Nevertheless, Márquez’s inner beast did eventually get its way. The transformation was instant: the body language changed, his Repsol Honda started dancing around a bit more and Petrucci’s advantage shrank. Márquez had done the sums and he had decided it was worth walking the line for those five extra points.
It’s the kind of nerve-wracking situation in which most championship hopefuls find themselves: looking for that uncomfortable middle ground between risking too much and crashing out and risking too little and scoring too few points.
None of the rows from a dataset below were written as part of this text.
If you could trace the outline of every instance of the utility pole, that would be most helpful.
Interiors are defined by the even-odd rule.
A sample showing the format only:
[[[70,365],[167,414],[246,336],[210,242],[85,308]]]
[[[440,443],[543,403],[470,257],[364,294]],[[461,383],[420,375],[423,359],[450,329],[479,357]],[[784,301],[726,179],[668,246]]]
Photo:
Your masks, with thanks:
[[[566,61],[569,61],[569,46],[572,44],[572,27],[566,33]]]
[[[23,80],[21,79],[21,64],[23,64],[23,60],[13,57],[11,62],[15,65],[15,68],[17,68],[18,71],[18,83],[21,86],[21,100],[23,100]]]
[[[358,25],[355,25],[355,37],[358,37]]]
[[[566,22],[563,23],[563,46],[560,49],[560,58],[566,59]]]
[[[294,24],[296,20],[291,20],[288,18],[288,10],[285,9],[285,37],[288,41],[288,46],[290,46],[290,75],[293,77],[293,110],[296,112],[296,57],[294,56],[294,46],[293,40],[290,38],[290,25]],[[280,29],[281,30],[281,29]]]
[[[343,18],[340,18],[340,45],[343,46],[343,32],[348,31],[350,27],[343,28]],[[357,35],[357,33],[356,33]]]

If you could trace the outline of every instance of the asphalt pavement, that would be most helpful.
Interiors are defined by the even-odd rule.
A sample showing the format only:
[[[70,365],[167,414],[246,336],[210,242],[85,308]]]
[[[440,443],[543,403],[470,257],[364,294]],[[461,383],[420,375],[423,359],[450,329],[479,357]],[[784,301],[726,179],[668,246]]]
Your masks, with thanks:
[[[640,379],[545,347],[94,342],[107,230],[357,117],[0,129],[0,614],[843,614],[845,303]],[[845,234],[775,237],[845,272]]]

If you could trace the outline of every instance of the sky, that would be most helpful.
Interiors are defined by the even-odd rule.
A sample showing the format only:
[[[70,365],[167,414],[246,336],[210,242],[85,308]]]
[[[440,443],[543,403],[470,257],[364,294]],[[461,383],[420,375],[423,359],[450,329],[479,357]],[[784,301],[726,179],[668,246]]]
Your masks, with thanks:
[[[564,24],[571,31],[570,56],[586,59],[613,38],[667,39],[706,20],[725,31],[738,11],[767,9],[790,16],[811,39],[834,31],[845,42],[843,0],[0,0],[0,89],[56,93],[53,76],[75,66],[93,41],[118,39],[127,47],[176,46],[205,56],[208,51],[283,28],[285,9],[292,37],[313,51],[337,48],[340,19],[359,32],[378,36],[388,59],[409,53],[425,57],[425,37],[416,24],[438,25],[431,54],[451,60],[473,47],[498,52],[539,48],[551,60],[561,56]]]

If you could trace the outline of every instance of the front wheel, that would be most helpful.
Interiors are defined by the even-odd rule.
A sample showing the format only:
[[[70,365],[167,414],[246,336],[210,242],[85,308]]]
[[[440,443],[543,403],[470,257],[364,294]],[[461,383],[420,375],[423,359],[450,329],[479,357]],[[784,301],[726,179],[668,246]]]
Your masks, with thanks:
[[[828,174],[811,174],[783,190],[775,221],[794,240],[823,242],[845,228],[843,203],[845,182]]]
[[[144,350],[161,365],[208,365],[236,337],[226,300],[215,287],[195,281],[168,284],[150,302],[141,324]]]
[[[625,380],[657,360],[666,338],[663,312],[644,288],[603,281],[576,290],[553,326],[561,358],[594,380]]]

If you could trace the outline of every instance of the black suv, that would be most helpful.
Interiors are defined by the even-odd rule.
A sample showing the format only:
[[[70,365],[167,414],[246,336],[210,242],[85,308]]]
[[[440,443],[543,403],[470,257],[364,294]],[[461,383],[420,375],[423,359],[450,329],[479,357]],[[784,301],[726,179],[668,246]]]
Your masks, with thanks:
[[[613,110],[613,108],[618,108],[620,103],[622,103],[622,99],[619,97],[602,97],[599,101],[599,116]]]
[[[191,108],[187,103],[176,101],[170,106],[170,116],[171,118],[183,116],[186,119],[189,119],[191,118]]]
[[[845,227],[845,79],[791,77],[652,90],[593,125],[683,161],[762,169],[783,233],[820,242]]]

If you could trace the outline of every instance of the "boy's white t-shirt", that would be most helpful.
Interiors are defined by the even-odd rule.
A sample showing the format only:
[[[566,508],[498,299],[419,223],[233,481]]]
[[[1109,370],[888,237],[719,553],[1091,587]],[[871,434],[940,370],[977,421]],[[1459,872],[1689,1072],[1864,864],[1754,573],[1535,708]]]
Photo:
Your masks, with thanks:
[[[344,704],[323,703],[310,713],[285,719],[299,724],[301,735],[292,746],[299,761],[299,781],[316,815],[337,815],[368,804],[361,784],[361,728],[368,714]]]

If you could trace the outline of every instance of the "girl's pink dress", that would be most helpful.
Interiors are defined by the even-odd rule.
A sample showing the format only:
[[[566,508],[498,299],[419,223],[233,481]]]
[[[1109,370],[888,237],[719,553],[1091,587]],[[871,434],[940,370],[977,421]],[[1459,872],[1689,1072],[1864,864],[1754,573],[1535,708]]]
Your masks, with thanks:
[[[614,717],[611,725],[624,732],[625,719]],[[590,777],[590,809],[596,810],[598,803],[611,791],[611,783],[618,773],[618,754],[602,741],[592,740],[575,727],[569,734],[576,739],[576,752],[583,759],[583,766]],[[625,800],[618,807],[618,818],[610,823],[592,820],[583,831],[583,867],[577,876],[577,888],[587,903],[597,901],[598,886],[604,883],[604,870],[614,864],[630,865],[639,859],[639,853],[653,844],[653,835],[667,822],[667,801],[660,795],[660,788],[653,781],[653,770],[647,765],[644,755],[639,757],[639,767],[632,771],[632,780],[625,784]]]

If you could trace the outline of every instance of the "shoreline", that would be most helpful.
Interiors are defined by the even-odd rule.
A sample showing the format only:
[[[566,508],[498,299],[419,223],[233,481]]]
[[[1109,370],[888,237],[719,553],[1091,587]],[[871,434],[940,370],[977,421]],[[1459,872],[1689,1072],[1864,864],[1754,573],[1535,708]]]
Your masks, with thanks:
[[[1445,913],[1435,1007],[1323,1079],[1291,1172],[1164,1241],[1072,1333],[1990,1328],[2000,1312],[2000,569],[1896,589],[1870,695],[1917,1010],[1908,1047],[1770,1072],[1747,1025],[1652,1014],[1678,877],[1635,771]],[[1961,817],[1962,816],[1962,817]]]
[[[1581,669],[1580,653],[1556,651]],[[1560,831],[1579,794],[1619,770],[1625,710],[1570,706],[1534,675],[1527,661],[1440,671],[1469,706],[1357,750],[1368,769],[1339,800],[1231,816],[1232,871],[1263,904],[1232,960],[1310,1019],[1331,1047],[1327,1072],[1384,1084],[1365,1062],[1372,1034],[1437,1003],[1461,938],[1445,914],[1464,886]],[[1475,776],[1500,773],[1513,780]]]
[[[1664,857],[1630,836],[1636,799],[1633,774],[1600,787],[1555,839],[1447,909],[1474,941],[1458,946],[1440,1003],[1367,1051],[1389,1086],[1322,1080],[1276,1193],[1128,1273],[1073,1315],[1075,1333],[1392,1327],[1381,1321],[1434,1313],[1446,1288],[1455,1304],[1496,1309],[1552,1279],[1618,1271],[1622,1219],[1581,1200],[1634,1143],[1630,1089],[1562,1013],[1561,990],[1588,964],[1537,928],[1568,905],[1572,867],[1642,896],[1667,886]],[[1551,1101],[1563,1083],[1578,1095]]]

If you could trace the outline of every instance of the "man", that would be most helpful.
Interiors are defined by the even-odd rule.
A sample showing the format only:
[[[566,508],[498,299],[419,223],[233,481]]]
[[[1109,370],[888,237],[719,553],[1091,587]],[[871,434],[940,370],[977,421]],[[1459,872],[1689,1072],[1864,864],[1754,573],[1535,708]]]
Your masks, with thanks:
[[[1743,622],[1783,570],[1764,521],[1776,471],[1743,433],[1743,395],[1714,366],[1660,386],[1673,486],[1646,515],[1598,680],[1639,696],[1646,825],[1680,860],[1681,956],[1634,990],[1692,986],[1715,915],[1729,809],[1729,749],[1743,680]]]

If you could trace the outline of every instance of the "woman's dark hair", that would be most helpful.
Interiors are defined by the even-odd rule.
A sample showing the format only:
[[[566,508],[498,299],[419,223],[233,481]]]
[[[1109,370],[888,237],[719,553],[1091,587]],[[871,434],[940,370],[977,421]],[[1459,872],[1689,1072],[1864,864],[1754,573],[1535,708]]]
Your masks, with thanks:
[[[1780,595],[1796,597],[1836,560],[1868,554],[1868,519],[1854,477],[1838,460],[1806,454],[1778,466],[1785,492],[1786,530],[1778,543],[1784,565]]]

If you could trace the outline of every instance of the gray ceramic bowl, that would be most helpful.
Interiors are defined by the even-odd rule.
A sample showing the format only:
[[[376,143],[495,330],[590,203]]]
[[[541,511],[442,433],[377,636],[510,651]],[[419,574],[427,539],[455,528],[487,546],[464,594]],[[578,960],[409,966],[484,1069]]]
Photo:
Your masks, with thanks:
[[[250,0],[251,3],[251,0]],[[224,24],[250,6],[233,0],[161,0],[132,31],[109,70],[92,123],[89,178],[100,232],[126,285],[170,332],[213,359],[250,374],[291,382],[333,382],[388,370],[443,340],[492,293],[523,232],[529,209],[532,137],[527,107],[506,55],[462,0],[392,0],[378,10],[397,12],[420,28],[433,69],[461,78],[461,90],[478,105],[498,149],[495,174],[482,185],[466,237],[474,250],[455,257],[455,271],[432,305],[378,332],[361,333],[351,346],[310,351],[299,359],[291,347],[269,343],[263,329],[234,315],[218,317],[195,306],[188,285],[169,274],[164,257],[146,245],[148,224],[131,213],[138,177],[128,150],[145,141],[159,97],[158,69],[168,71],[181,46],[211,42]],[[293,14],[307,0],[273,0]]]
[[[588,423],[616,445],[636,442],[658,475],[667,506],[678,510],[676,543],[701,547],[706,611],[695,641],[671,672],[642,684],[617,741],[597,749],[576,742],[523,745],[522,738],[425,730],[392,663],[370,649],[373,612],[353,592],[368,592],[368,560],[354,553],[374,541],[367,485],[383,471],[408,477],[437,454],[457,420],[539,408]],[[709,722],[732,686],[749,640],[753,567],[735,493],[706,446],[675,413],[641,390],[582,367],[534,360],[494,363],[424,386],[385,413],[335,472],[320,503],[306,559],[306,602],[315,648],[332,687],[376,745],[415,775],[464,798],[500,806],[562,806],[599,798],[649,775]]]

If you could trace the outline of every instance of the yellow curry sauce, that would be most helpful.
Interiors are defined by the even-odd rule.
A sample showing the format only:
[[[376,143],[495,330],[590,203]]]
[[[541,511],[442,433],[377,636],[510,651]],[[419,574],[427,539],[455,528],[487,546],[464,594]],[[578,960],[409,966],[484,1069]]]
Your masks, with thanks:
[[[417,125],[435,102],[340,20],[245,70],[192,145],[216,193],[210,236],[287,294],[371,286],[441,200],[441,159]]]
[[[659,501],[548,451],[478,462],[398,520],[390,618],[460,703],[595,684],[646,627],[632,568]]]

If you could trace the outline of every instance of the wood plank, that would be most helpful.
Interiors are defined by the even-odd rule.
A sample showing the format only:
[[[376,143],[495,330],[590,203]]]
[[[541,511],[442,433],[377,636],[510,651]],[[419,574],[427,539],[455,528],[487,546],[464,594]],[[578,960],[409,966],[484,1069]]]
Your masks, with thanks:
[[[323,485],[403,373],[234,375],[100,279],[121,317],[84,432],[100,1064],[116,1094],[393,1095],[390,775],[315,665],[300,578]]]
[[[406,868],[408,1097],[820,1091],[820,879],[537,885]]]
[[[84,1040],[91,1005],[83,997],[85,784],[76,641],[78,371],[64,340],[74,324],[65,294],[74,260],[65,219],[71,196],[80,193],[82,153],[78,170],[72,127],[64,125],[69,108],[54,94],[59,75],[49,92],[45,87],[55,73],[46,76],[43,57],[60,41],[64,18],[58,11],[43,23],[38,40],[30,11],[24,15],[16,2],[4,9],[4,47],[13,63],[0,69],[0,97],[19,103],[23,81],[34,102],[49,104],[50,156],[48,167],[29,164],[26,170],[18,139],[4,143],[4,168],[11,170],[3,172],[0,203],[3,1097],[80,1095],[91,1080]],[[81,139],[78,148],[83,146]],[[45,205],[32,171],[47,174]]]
The risks are magnified many times in the rain and at Misano they were magnified many times more. The track was ridiculously slippery, claiming an all-time record of 80 victims on race day. In those conditions it’s very difficult to find the limit without tripping over it, which is why so many riders were on the ground before they even knew they’d done anything wrong.
Inevitably, Márquez had more moments than anyone. He saved several monster front-end slides that would’ve taken out most normal mortals, or at least had them shutting the throttle and cruising to the chequered flag. So why doesn’t Márquez heed such warnings?
He does, of course, but in a different way. Márquez always rides like this: on a dry track, on a wet track, even on a skating rink, like Sunday. It’s the consequence of a life spent scrambling for grip on dirt-track ovals. He needs the motorcycle moving around, so that he can have a conversation with it. Each time it flicks this way or that his machine is talking to him, telling him something important. Often it tells him: that’s the limit, right there. But he doesn’t usually back down. Instead he works out how to creep up on the limit from a slightly different angle.
All riders have conversations with their motorcycles. It’s what riding bikes and racing bikes is all about: feeling the machine respond to your input and then reacting to that reaction. It’s just that Márquez’s communication with his bike is on another level; almost like he speaks a different language. He can understand what the bike is telling him and make the appropriate response in a fraction of the time it takes others. And that’s what makes him so special.
Márquez is contesting his 10th season in Grands Prix, but many people still believe that he wins by riding out of control and surviving through luck. Someone asked Andrea Dovizioso this very question at the previous race in Britain: how does he get away with it?
Dovizioso sighed before answering, no doubt surprised that this still needs explaining. “People still say Marc is out of control, but did you ever see him ride in a different way? One of Marc’s strong points is this: he can play with the limit. Not many riders can. Most of the time he is past the limit and he makes mistakes, but he has won a lot of titles, which means he can manage this situation. For sure, it’s difficult for Marc not to play with the limit, for him it’s normal; in fact he has to do this.”
Márquez crashed three times during practice, qualifying and warm-up at Misano – more than anyone else. But he won the race, while many riders who hadn’t fallen in practice crashed out. So who’s the clever guy?
Of course, crashing can be dangerous, but modern tracks and modern riding gear have made it much less dangerous. Márquez fully understands what he’s doing – he locates the limit in practice or warm-up, so he knows how far he can go in the race. The statistics come out clearly in his favour: he may have crashed 76 times during his 85 MotoGP weekends but he has won 33 MotoGP races and three world championships in four years. And he’s still only 24 years old.
Misano was a great victory for various reasons: because the conditions were so treacherous, because there was so much to lose and because he still had the front and rear tyres squirming into the last corner. It may even have been his greatest success.
Márquez certainly knew he had done something special. “When I crossed the line it was good that I didn’t have a microphone inside the helmet!” he laughed.
Come the final race of the season there will be many key moments to look back upon, but it’s just possible that Márquez scored his most valuable win of the year on Sunday.